今日のスペイン語(290)  ラテン語表現 modus vivendi

 スペインの学校ではラテン語が必修なので、大人達はある程度のラテン語知識があり、普通の人達が書く文章や会話の中に時々ラテン語が混じる。よく使われるラテン語のフレーズは覚えておくのがよい。最近読んだ本で、実際に使われているラテン語のフレーズを、実例とともにいくつか拾ったので、是非覚えておこう。ここで引用するのは、“La Battalla de Gibraltar, Cómo se ganó, cómo se perdió. José María Carrascal, 2012, Editorial ACTAS”。

modus vivendi

1 意味: ①妥協、②生活様式

2 例文: El final del siglo XIX marca una situación estabilizada en tierra por la política de hechos consumados practicada por los ingleses y de forcejeo en la Bahía de Algeciras, no cedida en Utrecht, que había conducido a un inestable modus vivendi, consistente en dividr dichas aguas por la mitad, pero con jurisdicción de los aduaneros españoles...

3 大意: 19世紀末には、(ジブラルタルの)陸上部分では、英国側が(事をガチンコ勝負で性急に動かすのでなく)既成事実を積み重ねていく政策を採っていたため、状況は落ち着いていた。一方、ユトレヒト条約で(英国に)割譲されていない(筈の)アルヘシラス湾では抗争があり、これがこの水域を(スペインと英国で)二分するがスペイン側税関の管轄下にある、という不安定な「妥協」に繋がることとなった......

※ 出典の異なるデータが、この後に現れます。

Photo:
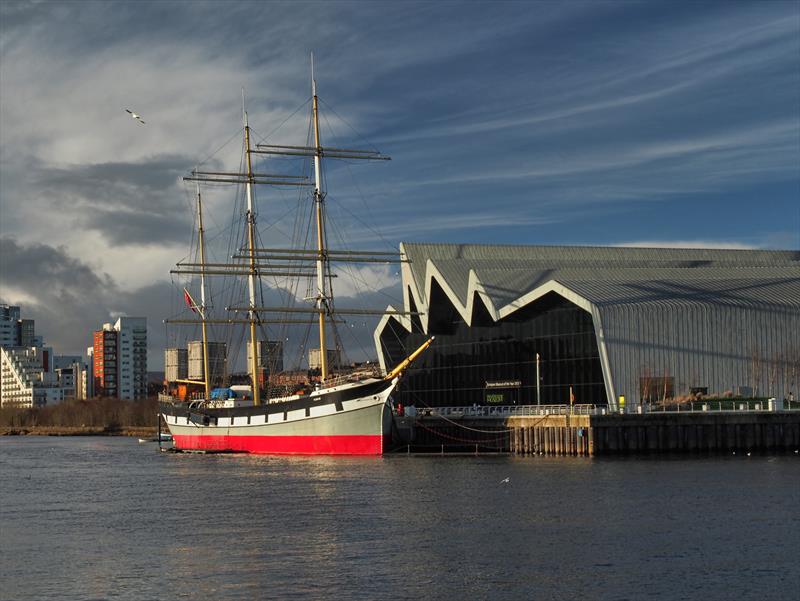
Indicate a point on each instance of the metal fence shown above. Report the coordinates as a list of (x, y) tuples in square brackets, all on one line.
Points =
[(511, 410), (500, 411)]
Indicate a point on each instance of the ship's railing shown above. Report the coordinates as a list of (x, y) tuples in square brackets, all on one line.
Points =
[(721, 405), (356, 376), (496, 411)]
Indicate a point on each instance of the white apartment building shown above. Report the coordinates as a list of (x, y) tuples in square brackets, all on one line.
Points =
[(9, 325), (24, 381)]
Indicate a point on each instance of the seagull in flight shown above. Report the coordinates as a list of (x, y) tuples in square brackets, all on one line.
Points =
[(135, 116)]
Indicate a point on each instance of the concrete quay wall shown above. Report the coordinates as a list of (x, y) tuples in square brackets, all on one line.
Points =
[(597, 435)]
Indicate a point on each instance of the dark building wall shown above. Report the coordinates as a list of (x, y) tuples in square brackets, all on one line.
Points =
[(456, 368)]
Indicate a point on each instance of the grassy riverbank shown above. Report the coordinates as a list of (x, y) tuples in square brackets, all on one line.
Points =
[(77, 431), (93, 417)]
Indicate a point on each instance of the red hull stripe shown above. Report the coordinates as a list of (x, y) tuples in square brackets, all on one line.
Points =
[(284, 445)]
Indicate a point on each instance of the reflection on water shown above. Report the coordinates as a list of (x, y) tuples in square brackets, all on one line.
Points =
[(109, 518)]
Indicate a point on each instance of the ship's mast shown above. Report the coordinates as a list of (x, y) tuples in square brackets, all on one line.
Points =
[(319, 198), (200, 232), (252, 273)]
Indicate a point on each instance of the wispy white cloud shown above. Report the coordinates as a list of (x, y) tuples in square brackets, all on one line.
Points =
[(723, 244)]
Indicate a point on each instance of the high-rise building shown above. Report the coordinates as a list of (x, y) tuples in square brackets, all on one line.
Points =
[(132, 357), (120, 359), (315, 358), (105, 361), (24, 382), (9, 325)]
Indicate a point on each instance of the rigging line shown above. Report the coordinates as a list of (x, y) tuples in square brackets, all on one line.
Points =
[(228, 141), (348, 166), (281, 124), (347, 123)]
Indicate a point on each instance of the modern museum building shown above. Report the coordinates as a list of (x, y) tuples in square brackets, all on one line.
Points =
[(593, 325)]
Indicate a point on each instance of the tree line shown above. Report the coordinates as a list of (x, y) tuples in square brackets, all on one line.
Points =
[(106, 413)]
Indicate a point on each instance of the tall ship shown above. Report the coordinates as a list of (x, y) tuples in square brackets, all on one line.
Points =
[(335, 411)]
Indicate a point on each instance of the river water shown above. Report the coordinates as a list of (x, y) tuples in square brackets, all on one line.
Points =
[(108, 518)]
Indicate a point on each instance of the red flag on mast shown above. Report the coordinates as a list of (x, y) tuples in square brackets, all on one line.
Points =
[(189, 300)]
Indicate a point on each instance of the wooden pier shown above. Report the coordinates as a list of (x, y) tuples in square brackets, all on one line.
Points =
[(596, 435)]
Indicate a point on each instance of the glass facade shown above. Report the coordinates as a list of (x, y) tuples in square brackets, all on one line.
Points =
[(494, 363)]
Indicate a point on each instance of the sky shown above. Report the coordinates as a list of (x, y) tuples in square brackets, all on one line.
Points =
[(672, 124)]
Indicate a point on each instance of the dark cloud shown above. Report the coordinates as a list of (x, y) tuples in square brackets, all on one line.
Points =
[(72, 300), (126, 203)]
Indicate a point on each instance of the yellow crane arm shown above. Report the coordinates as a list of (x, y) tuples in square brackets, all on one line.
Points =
[(401, 367)]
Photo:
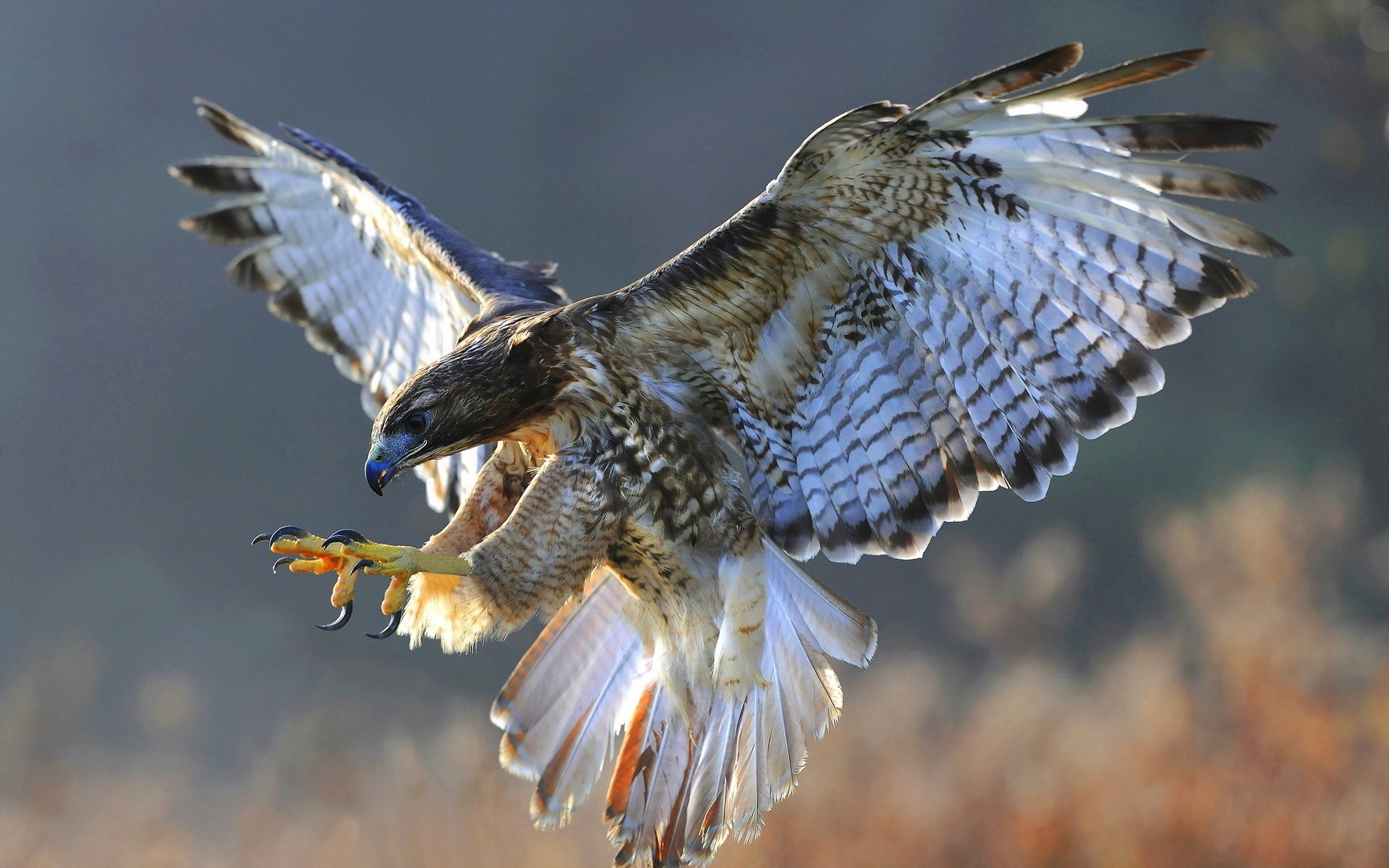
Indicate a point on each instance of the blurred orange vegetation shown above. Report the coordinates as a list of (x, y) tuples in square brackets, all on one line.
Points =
[(1248, 726)]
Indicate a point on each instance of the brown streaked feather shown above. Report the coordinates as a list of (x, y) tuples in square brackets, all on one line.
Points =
[(374, 278), (1035, 263), (1121, 75), (1013, 77)]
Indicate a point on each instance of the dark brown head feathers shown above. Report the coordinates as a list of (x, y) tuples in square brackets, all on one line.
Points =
[(499, 378)]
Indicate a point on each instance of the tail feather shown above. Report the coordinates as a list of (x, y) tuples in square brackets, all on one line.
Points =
[(684, 778), (557, 709)]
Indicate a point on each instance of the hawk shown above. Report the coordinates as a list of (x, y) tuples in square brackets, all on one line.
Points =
[(924, 305)]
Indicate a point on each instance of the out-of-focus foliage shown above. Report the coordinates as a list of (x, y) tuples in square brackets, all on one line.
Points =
[(1249, 727)]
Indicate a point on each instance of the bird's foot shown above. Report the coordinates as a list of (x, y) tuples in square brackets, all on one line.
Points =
[(349, 555)]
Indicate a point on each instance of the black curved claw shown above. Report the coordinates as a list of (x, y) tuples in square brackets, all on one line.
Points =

4 解説: ジブラルタルはスペイン南部のジブラルタル海峡に位置し、南に突き出した小さな半島で、1713年のユトレヒト条約でスペインから英国に割譲されたが、陸でも海でも具体的に「どこまで」割譲されたのかについて議論がある。条約の文面を見れば割譲された水域は「港」”su puerto”のみであって、周辺の海域は全てスペインの主権に属するというのがスペインの主張。それにもかかわらず、隣接するアルヘシラス湾にまで英国船舶が出張って活動しているという既成事実があったため、19世紀末には、事実上、あたかも双方が妥協して湾内の水域を両国で半分ずつ分けたような状態になっていた、という文脈である。